GoBear shuts down decreased demand for its financial products, services
Singapore-based financial products comparison platform, GoBear, has announced that it will shut down its operations, joining the list of startups that were forced to end their operations due to the COVID-19 pandemic.
“GoBear has made the difficult decision to close the business. Our purpose was to improve the financial health of people across Asia and I’m proud and grateful for the contributions that all our employees and partners have made towards that mission,” said Adrian Chng, CEO of GoBear.
The company further added that it will have adequate financial resources to honour existing contracts with its customers and employees and will work with relevant authorities to ensure smooth closure of the business.
Founded in 2015 by CTO Ivonne Bojoh and Chief Commercial Officer Marnix Zwart (both left the firm in November 2019), GoBear operates a platform for insurance, banking and lending products in seven markets in Southeast Asia.
GoBear was initially meant to be a metasearch engine, before making a transition into financial services.

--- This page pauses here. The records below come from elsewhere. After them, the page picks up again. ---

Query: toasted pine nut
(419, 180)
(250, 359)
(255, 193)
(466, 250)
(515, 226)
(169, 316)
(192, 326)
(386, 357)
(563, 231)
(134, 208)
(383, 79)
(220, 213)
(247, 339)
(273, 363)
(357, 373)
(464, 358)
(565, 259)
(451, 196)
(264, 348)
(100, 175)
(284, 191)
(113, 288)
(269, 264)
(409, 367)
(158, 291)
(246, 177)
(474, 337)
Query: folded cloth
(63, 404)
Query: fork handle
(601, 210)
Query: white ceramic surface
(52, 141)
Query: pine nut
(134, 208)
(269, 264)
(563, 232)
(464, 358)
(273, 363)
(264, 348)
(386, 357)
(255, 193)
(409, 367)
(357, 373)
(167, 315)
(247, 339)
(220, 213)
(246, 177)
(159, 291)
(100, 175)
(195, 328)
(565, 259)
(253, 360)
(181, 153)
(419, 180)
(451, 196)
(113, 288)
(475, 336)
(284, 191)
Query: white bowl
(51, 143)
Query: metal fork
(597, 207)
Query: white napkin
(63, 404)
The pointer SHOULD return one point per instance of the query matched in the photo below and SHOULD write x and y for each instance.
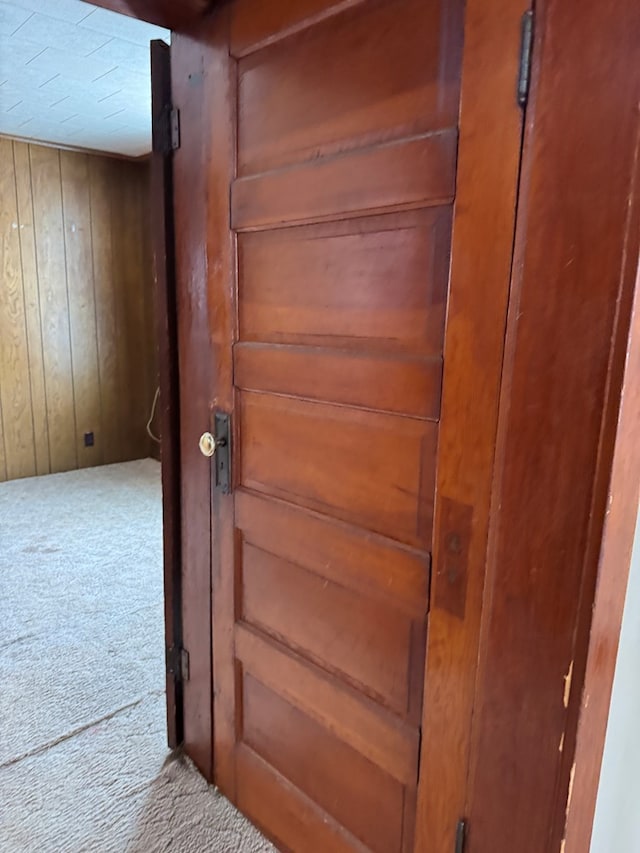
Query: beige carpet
(83, 758)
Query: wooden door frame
(574, 269)
(165, 303)
(578, 120)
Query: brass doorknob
(207, 444)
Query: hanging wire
(152, 416)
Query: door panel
(330, 298)
(346, 785)
(388, 57)
(416, 172)
(368, 253)
(373, 470)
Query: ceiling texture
(76, 75)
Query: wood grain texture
(32, 306)
(613, 568)
(371, 469)
(255, 24)
(344, 783)
(282, 811)
(393, 56)
(377, 735)
(335, 260)
(560, 399)
(189, 58)
(347, 267)
(409, 173)
(76, 202)
(67, 364)
(482, 249)
(15, 391)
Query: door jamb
(165, 297)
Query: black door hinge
(526, 44)
(222, 433)
(166, 132)
(461, 835)
(178, 663)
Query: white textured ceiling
(74, 74)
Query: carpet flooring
(83, 759)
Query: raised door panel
(373, 470)
(380, 75)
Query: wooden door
(332, 178)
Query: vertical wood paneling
(100, 179)
(77, 352)
(32, 306)
(15, 392)
(82, 308)
(54, 306)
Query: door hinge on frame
(461, 836)
(178, 663)
(166, 134)
(524, 71)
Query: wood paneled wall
(77, 350)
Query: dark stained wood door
(331, 184)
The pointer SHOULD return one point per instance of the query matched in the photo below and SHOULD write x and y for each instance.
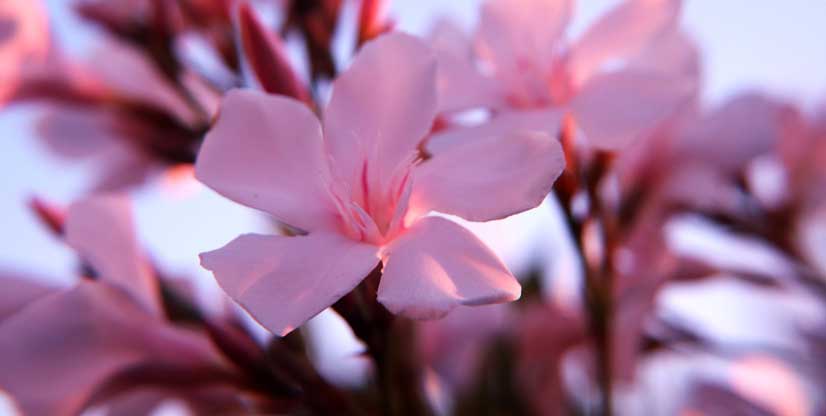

It claimed in May 2020 that it had over 100 commercial partners, including banks and insurance providers, and its services were used by over 55 million people.
The platform has raised US$97 million in funding to date, the latest being a US$17 million round (led by Dutch VC firm Walvis Participaties and asset management firm Aegon) in May 2020. It had also acquired local digital lending platform AsiaKredit in the same month.
In the statement announcing the funding, Chng had claimed GoBear’s digital insurance brokerage segment had seen a 52 per cent increase in average order value in the last three months. It had also registered a 50 per cent year-on-year revenue growth from loan products.
As of May 2020, GoBear had a presence in seven Asian markets, including Hong Kong, Indonesia, Malaysia, the Philippines, Singapore, Thailand and Vietnam.
In the first sign of trouble brewing within the company, GoBear announced in September 2020 that it would cut 22 staff across its operations, product, and technology teams — 11 per cent of its global workforce of 200.
Last year, several companies had ceased operations due to COVID-19, including Indonesian e-commerce platforms Sorabel and Blanja and budget hotel aggregator Airy.